Mathematical monograph on braid groups

Braids, Links, and Mapping Class Groups is a mathematical monograph on braid groups and their applications in low-dimensional topology. It was written by Joan Birman, and published in 1974 by the Princeton University Press and University of Tokyo Press, as volume 82 of the book series Annals of Mathematics Studies.

Although braid groups had been introduced in 1891 by Adolf Hurwitz and formalized in 1925 by Emil Artin, this was the first book devoted to them. It has been described as a "seminal work", one that "laid the foundations for several new subfields in topology".

==Topics==
Braids, Links, and Mapping Class Groups is organized into five chapters and an appendix. The first introductory chapter defines braid groups, configuration spaces, and the use of configuration spaces to define braid groups on arbitrary two-dimensional manifolds. It provides a solution to the word problem for braids, the question of determining whether two different-looking braid presentations really describe the same group element. It also describes the braid groups as automorphism groups of free groups and of multiply-punctured disks.

The next three chapters present connections of braid groups to three different areas of mathematics. Chapter 2 concerns applications to knot theory, via Alexander's theorem that every knot or link can be formed by closing off a braid, and provides the first complete proof of the Markov theorem on equivalence of links formed in this way. It also includes material on the conjugacy problem, important in this area because conjugate braids close off to form the same link, and on the "algebraic link problem" (not to be confused with algebraic links) in which one must determine whether two links can be related to each other by finitely many moves of a certain type, equivalent to the homeomorphism of link complements. Chapter 3 concerns representation theory, and includes Fox derivatives and Fox's free differential calculus, the Magnus representation of free groups and the Gassner and Burau representations of braid groups. Chapter 4 concerns the mapping class groups of 2-manifolds, Dehn twists and the Lickorish twist theorem, and plats, braids closed off in a different way than in Alexander's theorem.

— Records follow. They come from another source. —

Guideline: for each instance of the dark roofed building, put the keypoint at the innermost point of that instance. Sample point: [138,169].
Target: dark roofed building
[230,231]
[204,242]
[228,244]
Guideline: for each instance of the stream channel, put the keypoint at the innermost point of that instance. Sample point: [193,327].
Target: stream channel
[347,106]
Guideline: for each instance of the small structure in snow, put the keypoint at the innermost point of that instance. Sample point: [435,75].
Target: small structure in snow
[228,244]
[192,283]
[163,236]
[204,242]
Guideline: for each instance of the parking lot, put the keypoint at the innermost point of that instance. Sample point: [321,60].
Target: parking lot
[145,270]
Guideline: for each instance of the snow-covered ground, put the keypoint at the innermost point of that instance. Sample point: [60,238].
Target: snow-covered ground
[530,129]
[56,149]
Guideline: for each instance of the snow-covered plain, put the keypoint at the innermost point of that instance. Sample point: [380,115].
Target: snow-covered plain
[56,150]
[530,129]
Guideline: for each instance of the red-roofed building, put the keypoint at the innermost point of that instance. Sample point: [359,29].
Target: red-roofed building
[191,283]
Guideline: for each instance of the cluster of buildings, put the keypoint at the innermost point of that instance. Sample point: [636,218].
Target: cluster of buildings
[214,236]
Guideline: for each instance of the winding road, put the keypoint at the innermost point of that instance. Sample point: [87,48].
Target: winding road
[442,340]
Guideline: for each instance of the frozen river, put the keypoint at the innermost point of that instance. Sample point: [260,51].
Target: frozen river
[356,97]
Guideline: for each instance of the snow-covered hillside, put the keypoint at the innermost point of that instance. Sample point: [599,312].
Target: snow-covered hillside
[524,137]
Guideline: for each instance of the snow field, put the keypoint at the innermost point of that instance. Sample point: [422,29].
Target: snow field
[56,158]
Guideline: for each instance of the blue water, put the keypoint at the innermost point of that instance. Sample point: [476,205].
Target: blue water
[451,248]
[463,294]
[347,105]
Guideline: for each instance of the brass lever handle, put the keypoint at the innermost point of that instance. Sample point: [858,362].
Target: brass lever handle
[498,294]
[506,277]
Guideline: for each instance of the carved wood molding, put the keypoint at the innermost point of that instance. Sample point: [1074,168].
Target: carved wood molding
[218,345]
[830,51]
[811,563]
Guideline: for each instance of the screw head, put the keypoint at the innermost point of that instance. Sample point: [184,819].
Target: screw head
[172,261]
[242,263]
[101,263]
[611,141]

Chapter 5 is titled "plats and links". It moves from 2-dimensional topology to 3-dimensional topology, and is more speculative, concerning connections between braid groups, 3-manifolds, and the classification of links. It includes also an analog of Alexander's theorem for plats, where the number of strands of the resulting plat turns out to be determined by the bridge number of a given link. The appendix provides a list of 34 open problems. By the time Wilbur Whitten wrote his review, in June 1975, a handful of these had already been solved.

==Audience and reception==
This is a book for advanced mathematics students and professionals, who are expected to already be familiar with algebraic topology and presentations of groups by generators and relators. Although it is not a textbook, it could possibly be used for graduate seminars.

Reviewer Lee Neuwirth calls the book "most readable", "a nice mix of known results on the subject and new material". Whitten describes it as "thorough, skillfully written" and "a pleasure to read". Wilhelm Magnus finds it "remarkable" that while covering the subject with full mathematical rigor, Birman has preserved the intuitive appeal of some of its earliest works.